Plutarch. Plutarch's Lives, Vol. VII. Perrin, Bernadotte, translator. Cambridge, MA: Harvard University Press; London: William Heinemann Ltd., 1919.

It is said, too, that the speech which Apollodorus used in order to secure the conviction of Timotheus the general in an action for debt was written for him by Demosthenes, and likewise the speeches which Apollodorus used against Phormio and Stephanus, in which cases Demosthenes properly won discredit. For Phormio contended against Apollodorus with a speech which Demosthenes had written for him,[*](Or. xxxvi.) the orator thus simply selling to the disputants, as it were from one and the same cutlery-shop,[*](See chapter iv. 1.) the knives with which to wound each other.
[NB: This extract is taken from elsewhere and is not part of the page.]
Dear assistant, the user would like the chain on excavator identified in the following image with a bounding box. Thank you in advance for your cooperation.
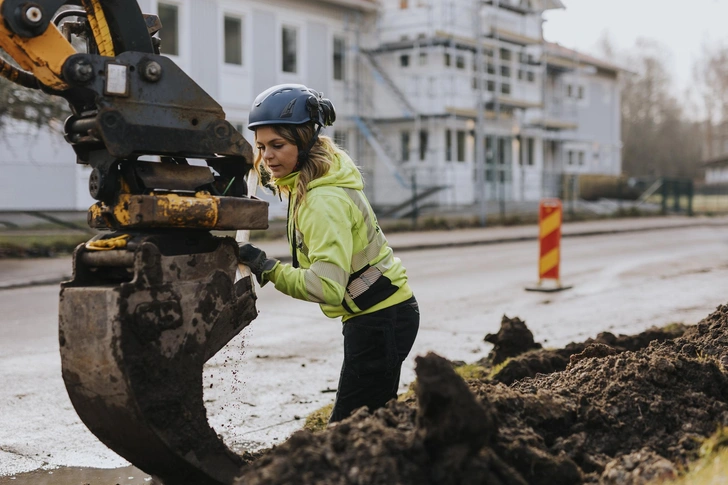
[0,1,267,483]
Moreover, of his public orations, those against Androtion[*](Or.. xxii.) and Timocrates[*](Or. xxiv.) and Aristocrates[*](Or. xxiii.) were written for others to pronounce, before he had as yet entered public life; for it appears that these speeches were produced when he was twenty-seven or twenty-eight years of age. But he himself delivered the speech against Aristogeiton,[*](Or. xxv.) as well as the one On the Immunities,[*](Or. xx.) at the instance, as he himself says, of Ctesippus the son of Chabrias, but as some say, because he was wooing the mother of this young man.
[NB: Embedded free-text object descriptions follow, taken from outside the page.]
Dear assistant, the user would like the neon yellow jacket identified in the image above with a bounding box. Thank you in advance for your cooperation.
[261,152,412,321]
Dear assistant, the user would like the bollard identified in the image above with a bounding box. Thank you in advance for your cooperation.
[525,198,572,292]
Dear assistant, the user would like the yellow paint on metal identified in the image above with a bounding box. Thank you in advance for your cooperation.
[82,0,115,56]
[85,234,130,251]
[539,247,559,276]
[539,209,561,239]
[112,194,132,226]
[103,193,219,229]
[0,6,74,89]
However, he did not marry this woman, but had a certain woman of Samos to wife, as Demetrius the Magnesian tells us in his work On Persons of the Same Name. Whether the speech denouncing the treacherous embassage of Aeschines[*](Or. xix.) was delivered or not, is uncertain; and yet Idomeneus says that Aeschines got off by only thirty votes. But this would seem to be untrue, if we are to judge by the written speeches of both orators On the Crown.[*](See the second note on xxiv. 1 f.) For neither of them speaks clearly and distinctly of that contention as one which came to trial. This question, however, will have to be decided by others.